We are clearly told that John was sent to ‘prepare the way’ for the coming of our Lord Jesus Christ in his first advent (Mark 1:2-3). As we prepare for the second advent of the Lord, we have a lot to learn from John the Baptist, particularly as it is obviously much more difficult for millions of ministers to herald the second coming of the Lord, which was done by John the Baptist alone in his first coming. John’s role is described in Luke 3:3-6 as follows:
He went into all the country around the Jordan, preaching a baptism of repentance for the forgiveness of sins. As is written in the book of Isaiah the prophet: “A voice of one calling in the desert, ‘Prepare the way for the Lord, make straight paths for him. Every valley shall be filled in, every mountain and hill made low. The crooked roads shall become straight, the rough ways smooth. And all mankind will see God’s salvation.”
There were, as there are, the highways to be straightened, the valleys to be raised up, the mountains and the hills to be brought low, the rough grounds to be made level and the rugged places to be turned to plains.
John taught and acted in ways which made the Jewish leaders conceive of him as certain OT eschatological figures like Elijah (Mal. 3:1; 4:5; cf. Zech. 13:4) and the Prophet (Deut. 18:15, 18). But John was not carried away by their suggestive titles. He was sure of his ministry and claimed/asserted what he was – No more, No less (John 1:19-28 – The Gospel for the day)

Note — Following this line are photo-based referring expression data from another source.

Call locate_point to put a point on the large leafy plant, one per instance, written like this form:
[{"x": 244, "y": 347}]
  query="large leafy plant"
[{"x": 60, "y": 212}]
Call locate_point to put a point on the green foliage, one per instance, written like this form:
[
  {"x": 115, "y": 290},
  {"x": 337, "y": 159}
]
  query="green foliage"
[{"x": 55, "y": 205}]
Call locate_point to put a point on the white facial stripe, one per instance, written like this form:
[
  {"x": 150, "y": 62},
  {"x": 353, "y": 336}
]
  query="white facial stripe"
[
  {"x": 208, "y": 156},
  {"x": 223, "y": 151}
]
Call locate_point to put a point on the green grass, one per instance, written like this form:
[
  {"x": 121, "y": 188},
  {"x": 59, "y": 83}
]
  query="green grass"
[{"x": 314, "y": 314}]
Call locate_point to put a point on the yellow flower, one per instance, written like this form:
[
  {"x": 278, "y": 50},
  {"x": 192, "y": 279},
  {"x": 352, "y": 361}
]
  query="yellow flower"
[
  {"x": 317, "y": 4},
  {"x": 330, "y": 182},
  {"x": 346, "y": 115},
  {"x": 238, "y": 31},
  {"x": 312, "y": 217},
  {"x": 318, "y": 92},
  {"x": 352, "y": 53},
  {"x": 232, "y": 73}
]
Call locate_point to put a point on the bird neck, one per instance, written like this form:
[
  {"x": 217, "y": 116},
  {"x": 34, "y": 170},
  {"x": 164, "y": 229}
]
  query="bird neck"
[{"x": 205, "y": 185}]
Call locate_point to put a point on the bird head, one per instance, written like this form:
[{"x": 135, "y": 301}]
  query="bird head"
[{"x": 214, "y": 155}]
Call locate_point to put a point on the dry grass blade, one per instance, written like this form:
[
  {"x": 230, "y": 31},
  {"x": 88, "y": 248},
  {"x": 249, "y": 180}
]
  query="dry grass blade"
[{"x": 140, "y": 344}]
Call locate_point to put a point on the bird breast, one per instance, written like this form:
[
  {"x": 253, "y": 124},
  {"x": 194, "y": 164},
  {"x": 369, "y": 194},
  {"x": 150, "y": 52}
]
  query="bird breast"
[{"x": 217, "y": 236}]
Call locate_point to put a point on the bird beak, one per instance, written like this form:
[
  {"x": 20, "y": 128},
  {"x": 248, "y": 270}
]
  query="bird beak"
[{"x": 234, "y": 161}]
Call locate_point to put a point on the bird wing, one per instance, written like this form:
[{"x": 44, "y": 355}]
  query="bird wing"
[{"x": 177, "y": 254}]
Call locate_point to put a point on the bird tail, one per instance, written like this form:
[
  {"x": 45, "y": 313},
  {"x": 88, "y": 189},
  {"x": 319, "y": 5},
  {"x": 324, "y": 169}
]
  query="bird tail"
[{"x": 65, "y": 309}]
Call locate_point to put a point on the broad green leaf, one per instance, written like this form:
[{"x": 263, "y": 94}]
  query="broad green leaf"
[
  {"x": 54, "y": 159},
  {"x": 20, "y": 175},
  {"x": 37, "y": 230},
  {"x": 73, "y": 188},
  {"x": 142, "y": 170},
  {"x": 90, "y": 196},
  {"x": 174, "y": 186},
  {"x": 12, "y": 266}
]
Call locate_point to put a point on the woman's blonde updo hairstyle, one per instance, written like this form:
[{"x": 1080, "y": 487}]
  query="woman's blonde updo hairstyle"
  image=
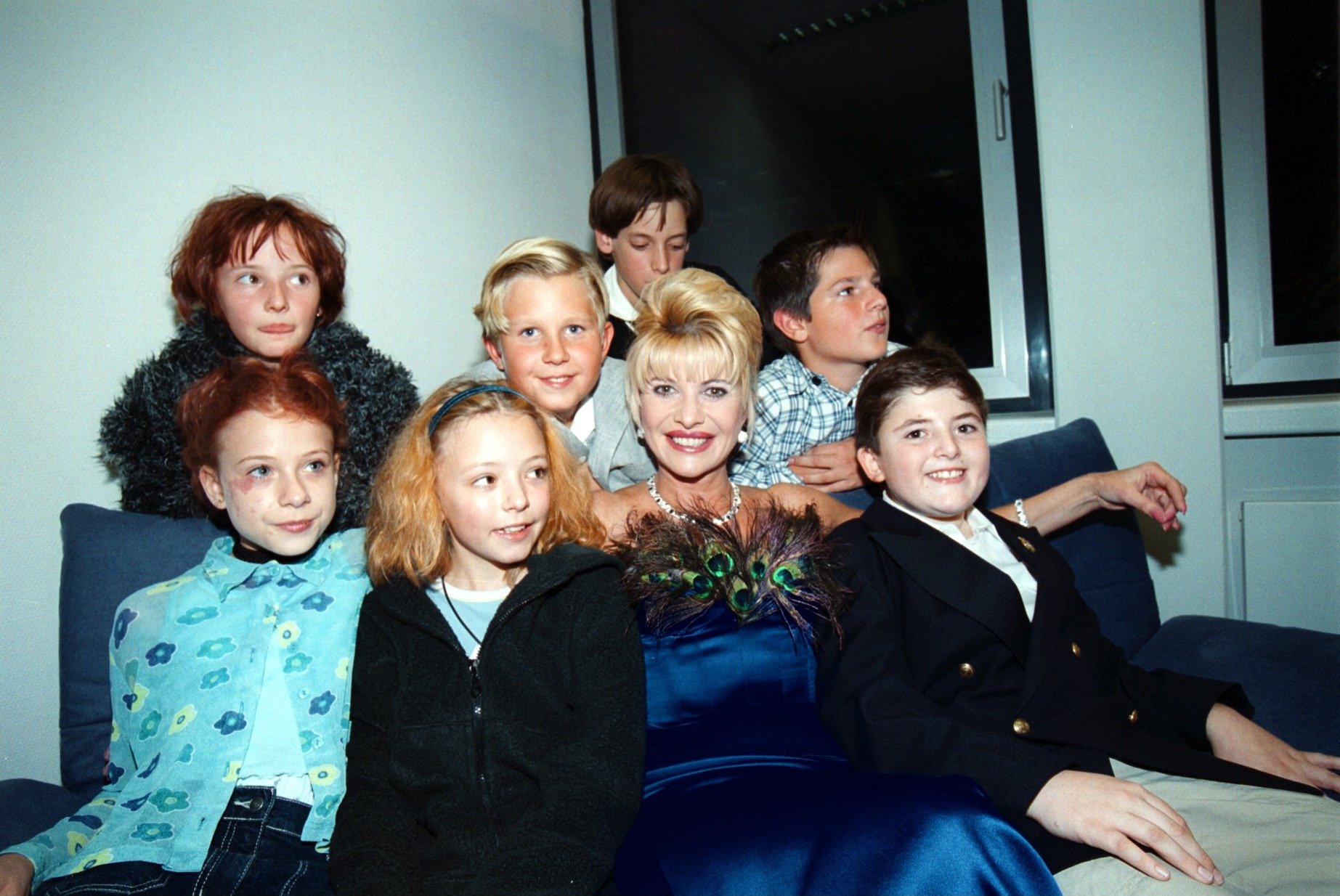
[{"x": 696, "y": 319}]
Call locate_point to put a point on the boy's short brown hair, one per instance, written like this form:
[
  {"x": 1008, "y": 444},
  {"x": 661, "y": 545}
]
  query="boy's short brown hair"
[
  {"x": 636, "y": 182},
  {"x": 788, "y": 275},
  {"x": 925, "y": 366}
]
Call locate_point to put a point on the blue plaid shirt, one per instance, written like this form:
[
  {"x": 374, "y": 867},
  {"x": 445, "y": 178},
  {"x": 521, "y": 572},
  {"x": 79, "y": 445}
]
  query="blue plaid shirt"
[
  {"x": 796, "y": 410},
  {"x": 188, "y": 658}
]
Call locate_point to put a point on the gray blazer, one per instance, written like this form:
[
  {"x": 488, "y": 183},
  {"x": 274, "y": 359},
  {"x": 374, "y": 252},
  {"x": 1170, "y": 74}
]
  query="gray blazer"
[{"x": 613, "y": 452}]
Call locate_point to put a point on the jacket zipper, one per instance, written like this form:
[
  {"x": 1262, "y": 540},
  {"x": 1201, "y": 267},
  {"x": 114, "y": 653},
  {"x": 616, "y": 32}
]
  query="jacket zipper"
[{"x": 477, "y": 717}]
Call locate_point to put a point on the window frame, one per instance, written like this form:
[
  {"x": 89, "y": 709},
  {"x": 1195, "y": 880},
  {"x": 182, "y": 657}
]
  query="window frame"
[
  {"x": 1021, "y": 377},
  {"x": 1253, "y": 364}
]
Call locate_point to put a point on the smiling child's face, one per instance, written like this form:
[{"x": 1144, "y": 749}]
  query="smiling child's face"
[
  {"x": 553, "y": 346},
  {"x": 847, "y": 328},
  {"x": 492, "y": 481},
  {"x": 269, "y": 301},
  {"x": 276, "y": 478},
  {"x": 933, "y": 456}
]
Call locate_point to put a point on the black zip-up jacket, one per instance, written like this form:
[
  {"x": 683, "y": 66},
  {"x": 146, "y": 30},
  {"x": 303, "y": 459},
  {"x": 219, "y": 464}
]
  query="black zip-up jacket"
[{"x": 518, "y": 773}]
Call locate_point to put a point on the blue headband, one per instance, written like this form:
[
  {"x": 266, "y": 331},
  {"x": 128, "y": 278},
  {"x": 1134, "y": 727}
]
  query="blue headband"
[{"x": 460, "y": 396}]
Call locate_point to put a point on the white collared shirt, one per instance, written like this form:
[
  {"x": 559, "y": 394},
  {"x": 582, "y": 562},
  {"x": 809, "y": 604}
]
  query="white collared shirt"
[
  {"x": 986, "y": 542},
  {"x": 583, "y": 420},
  {"x": 618, "y": 303}
]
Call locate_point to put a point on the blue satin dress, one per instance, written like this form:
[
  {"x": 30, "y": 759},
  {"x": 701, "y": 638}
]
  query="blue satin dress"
[{"x": 747, "y": 794}]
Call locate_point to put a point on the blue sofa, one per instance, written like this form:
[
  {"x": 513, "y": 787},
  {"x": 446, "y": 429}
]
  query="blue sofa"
[{"x": 1291, "y": 674}]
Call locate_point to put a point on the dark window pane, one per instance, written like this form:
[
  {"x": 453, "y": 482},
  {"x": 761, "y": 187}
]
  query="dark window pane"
[
  {"x": 799, "y": 114},
  {"x": 1299, "y": 66}
]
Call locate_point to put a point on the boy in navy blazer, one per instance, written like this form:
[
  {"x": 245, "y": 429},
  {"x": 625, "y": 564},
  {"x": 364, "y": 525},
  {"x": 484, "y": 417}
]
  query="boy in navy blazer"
[{"x": 967, "y": 650}]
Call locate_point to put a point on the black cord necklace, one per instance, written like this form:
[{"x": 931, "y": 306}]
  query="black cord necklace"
[{"x": 458, "y": 614}]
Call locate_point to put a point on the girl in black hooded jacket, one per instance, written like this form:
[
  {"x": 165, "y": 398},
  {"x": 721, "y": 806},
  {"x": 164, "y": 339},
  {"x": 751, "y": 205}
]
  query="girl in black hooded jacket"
[{"x": 498, "y": 698}]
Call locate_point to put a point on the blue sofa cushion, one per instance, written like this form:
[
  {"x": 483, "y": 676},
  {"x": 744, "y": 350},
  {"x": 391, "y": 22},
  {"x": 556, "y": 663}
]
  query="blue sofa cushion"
[
  {"x": 27, "y": 808},
  {"x": 107, "y": 556},
  {"x": 1292, "y": 675},
  {"x": 1103, "y": 548}
]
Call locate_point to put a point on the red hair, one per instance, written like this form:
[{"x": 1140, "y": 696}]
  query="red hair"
[
  {"x": 293, "y": 387},
  {"x": 231, "y": 228}
]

John the Baptist was a fearless servant of God, who stood out as God’s representative and oracle. He refused to follow the multitude in doing evil, which had also become normal. He stood out a different person, and rather became a catalyst for transformation. He confronted the king and challenged the people, calling them, in their diverse professions, to repentance. John the Baptist was one of the few people in the Bible that the Lord testified to. The Lord said four things about him, namely:
• He was a man with a stand/firmness – Not “A reed swayed by the wind (Mat. 11:7)
• He was a man of self-denial – Not “A man dressed in fine clothes” (Mat. 11:8)
• He was a prophet (Mat. 11:9a) – He spoke God’s Word, not men’s.
• He was more than a prophet – the forerunner of Christ (Mat. 11:9b-14).
Many ministers and Christians today are most unlike John the Baptist. They are very unstable, materialistic and anything but prophetic and Godly. Many, today, move around aimlessly, trying to enjoy life. Only few people think of God, fear Him and do their best to observe His ordinances, so that they may receive His guidance and truth. God is calling us to prepare for the coming of the Lord by our repentance and being instrumental in making others to repent and turn to Him. We need to be like John the Baptist to achieve this.
Can we dare to be a John the Baptist in this our generation?
The Venerable Dr Princewill Onyinyechukwu Ireoba, FIMC, CMC is the Rector, Ibru International Ecumenical Centre, Agbarha-Otor, Delta State.